Hippocampal “place cells” don’t just light up when an animal is somewhere—they can be manipulated to change behavior, providing direct evidence that these neurons help build the brain’s internal maps of space. In classic recordings from rats, individual hippocampal pyramidal neurons fire at specific locations, creating a tiled representation of where the animal is within an environment. The key distinction is that a “place cell” is the neuron, while its “place field” is the region of the outside world that reliably drives that neuron’s spikes.

Place fields are not limited to flat ground. Experiments with freely flying bats show that place fields can form roughly spherical patterns in three-dimensional space, and rats navigating cubic mazes represent the full volume, including vertical movement. This matters because it suggests the hippocampal circuitry supports navigation in the real geometry animals experience, not just in simplified 2D layouts.

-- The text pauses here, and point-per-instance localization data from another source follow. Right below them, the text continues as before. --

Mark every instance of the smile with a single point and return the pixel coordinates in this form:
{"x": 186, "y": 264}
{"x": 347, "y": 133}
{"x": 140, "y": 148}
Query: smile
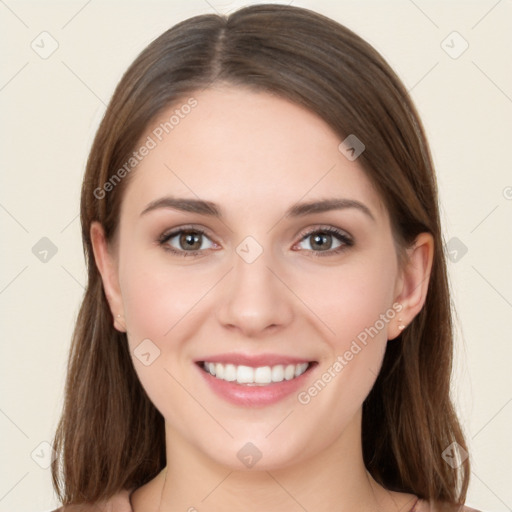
{"x": 258, "y": 376}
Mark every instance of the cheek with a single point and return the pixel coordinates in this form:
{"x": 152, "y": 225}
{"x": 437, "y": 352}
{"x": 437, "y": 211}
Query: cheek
{"x": 351, "y": 299}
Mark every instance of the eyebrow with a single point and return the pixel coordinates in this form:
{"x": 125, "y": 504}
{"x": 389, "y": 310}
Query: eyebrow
{"x": 297, "y": 210}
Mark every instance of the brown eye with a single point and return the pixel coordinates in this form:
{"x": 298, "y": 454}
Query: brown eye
{"x": 186, "y": 242}
{"x": 327, "y": 240}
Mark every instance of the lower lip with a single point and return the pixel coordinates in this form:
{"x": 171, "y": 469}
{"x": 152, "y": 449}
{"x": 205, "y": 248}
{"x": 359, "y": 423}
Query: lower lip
{"x": 254, "y": 396}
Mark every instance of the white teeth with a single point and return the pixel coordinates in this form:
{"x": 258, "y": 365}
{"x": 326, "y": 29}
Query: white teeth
{"x": 261, "y": 375}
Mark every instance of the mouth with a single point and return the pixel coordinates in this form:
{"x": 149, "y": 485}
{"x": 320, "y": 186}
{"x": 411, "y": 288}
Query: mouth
{"x": 255, "y": 376}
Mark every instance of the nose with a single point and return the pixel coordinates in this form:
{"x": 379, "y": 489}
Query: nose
{"x": 254, "y": 298}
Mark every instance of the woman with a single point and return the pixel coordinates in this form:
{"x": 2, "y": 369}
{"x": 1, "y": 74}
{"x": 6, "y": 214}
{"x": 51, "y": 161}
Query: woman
{"x": 267, "y": 319}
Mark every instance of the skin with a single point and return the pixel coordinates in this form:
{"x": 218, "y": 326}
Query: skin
{"x": 255, "y": 155}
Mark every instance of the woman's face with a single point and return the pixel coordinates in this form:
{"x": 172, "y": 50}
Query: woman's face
{"x": 259, "y": 290}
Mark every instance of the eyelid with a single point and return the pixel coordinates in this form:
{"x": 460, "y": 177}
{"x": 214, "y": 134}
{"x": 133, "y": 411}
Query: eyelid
{"x": 343, "y": 236}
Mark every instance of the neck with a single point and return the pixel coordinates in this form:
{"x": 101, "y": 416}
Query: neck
{"x": 334, "y": 479}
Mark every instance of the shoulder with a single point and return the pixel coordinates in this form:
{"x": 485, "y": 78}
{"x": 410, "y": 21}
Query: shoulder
{"x": 119, "y": 502}
{"x": 426, "y": 506}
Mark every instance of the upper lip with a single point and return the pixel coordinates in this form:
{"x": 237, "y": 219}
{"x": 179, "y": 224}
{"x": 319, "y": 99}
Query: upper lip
{"x": 254, "y": 361}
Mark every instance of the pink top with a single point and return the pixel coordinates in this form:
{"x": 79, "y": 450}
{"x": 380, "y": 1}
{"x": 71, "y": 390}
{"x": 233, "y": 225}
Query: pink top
{"x": 120, "y": 502}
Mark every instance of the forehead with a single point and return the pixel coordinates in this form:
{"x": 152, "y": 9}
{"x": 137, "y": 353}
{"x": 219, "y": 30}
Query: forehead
{"x": 245, "y": 149}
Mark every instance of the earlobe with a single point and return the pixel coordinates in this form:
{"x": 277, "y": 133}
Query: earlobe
{"x": 107, "y": 267}
{"x": 414, "y": 282}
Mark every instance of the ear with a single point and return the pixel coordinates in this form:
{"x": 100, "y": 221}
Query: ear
{"x": 107, "y": 266}
{"x": 412, "y": 285}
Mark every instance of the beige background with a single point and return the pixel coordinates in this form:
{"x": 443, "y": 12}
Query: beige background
{"x": 52, "y": 106}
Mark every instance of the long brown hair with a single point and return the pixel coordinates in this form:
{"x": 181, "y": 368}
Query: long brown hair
{"x": 110, "y": 436}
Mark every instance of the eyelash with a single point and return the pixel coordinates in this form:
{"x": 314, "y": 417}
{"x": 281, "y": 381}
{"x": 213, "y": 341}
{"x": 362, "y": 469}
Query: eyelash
{"x": 341, "y": 235}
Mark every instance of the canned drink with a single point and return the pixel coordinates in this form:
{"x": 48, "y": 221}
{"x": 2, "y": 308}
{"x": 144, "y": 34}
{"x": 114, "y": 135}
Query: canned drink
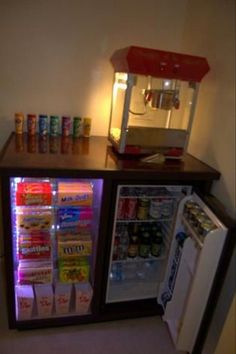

The strongest causal evidence comes from virtual reality experiments. Mice run on a spherical treadmill while a computer updates a surrounding visual scene, producing a convincing illusion of movement through a virtual track. Even though the animal’s body stays fixed, hippocampal activity still forms place fields that tile the virtual space. Researchers then used targeted stimulation to force certain neurons to spike at the wrong times. Stimulating neurons that normally fire near the end of the track—while the mouse is still far away—can trigger the mouse to start licking for reward as if it had already reached the end. Conversely, stimulating neurons that normally fire near the start can make the mouse “believe” it is earlier in the track, sometimes causing it to run past the virtual boundary, like crashing through a wall. The behavioral shift links hippocampal place-cell activity to the construction of the cognitive map rather than mere correlation.

Once place fields exist, the next question is how they change. Hippocampal representations “remap” across environments: a neuron that fires in one location in one setting may fire elsewhere—or not at all—in a different setting. The extent of remapping depends on how similar two environments are. Large changes like repainting walls and moving furniture can reorganize many place fields, while subtle changes such as adding a small picture may leave most fields intact. In some cases, remapping follows environmental transformations: rotating a cue card in a cylindrical chamber can rotate place fields while preserving their relative structure, and altering wall aspect ratios can stretch place fields with the box.

Remapping also responds to non-spatial information. Changing odor or inducing fear through mild electric shocks can cause place cells to shift even when the chamber itself stays the same—turning a familiar “restaurant” map into something drastically altered after a traumatic event. This points to a broader role: place-cell activity carries information not only about position, but also about context and events tied to that position.

That broader role challenges the term “place cells.” In a sound-frequency joystick task, hippocampal neurons show firing peaks for preferred frequencies and near-silent activity for distant ranges, behaving like place cells but in an abstract acoustic space. The hippocampus appears to track continuous variables relevant to the task—spatial coordinates in navigation, sound frequency in the joystick experiment—suggesting a flexible mapping system that can support memory and planning beyond physical location.